Naturally, Himmler had not authorised this mass rescue from the kindness of his flinty heart. His aim was to use the prisoners as human bargaining chips with the Allied leaders Churchill and Roosevelt and, after the latter’s death, with the new US President Truman. In head-to-head negotiations, sometimes carried out by candlelight in tents in the grounds of Friedrichsruh Castle, the Swedish Red Cross’s HQ in Germany, Himmler attempted to use Bernadotte as an envoy to carry his ‘peace offer’ to the Allied leaders. In essence, he was proposing that Germany should surrender to the Western Allies – with the proviso that it should continue fighting a ‘defensive’ war against the Russians.
Bernadotte was in a dilemma. He knew that the Allies, publicly committed to their alliance with the Soviet Union and sworn to fighting Germany until she surrendered unconditionally, would reject such an offer out of hand – especially coming from Himmler. But Bernadotte also realised that if Himmler knew how he was regarded in the West the camp gates would slam shut, the White Buses would stop running and the inmates would be left to their fate. So Bernadotte strung Himmler along, promising to convey his olive branch to the West, while his White Buses continued their life-saving work. They did so up to and after the Allied liberation of the concentration camps, the German surrender and Himmler’s suicide following his capture by the British.
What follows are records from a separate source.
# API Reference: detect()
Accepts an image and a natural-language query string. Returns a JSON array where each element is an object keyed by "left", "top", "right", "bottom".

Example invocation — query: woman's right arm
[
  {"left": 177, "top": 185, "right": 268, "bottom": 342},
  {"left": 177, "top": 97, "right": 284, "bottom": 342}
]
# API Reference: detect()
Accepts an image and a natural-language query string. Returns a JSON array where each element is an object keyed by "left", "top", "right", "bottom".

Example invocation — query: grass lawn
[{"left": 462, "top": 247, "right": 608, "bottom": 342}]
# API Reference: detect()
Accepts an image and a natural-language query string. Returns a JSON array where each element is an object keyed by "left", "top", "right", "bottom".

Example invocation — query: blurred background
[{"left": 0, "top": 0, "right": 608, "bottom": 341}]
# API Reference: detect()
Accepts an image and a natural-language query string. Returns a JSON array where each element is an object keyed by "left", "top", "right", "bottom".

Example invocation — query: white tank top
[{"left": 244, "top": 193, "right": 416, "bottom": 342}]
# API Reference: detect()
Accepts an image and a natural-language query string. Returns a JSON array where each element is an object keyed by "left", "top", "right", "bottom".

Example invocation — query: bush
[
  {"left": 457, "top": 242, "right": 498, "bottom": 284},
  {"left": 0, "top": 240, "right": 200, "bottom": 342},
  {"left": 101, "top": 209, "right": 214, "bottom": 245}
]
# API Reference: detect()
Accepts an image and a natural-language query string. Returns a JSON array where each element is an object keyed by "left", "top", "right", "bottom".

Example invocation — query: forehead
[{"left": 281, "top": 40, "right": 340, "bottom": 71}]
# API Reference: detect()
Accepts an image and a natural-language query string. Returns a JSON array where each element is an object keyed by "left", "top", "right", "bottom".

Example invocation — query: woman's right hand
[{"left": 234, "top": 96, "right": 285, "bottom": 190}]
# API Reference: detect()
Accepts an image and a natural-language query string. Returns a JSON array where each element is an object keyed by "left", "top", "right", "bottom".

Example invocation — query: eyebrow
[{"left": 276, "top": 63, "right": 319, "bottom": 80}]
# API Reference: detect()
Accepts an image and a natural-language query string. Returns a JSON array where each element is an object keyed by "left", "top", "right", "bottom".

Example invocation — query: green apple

After Bernadotte’s murder, his reputation was attacked by Felix Kersten, Himmler’s personal masseur. Kersten had conceived a grudge against Bernadotte who, rightly regarding the masseur as a Nazi, had blocked his application for Swedish citizenship. Kersten’s revenge had been to forge a letter from Bernadotte to Himmler on his own typewriter in which the Swede allegedly informed the SS chief that Jews freed from the camps would be unwelcome in Sweden. Sadly, this forgery was swallowed by the British historian Hugh Trevor-Roper – not the last time the historian would be fooled by a Nazi fake – who used it in a 1953 magazine article to blacken Bernadotte’s reputation.
Now, a Swedish historian, Sune Persson of Gothenburg University, claims to have established the truth about Bernadotte and his heroic humanitarian efforts. Persson has tracked down survivors, comparing and evaluating their accounts of a chaotic and traumatic time. Sir Brian Urquhart, a Second World War intelligence veteran and subsequently UN under-secretary, describes Persson’s work, in his introduction to the English edition of the book, Escape from the Third Reich (Frontline Books), ‘as a major contribution to the history of the Second World War and particularly to the involvement of the Scandinavian countries’.
Persson’s investigations, Urquhart adds, have vindicated Bernadotte’s role in a great humanitarian enterprise and his conclusions, ‘backed up by years of tireless research and study’, will lay to rest the calumnies thrown at Bernadotte by those seeking to justify his murder. As a result, his own country, after years of silence, is at last honouring Bernadotte’s achievements. In the words of his surviving sons, Count Folke junior and Count Bertil Bernadotte:
‘If these criticisms had been made during his lifetime, it is certain that he himself would have explained the circumstances … but this opportunity was denied him by an assassin’s bullet.’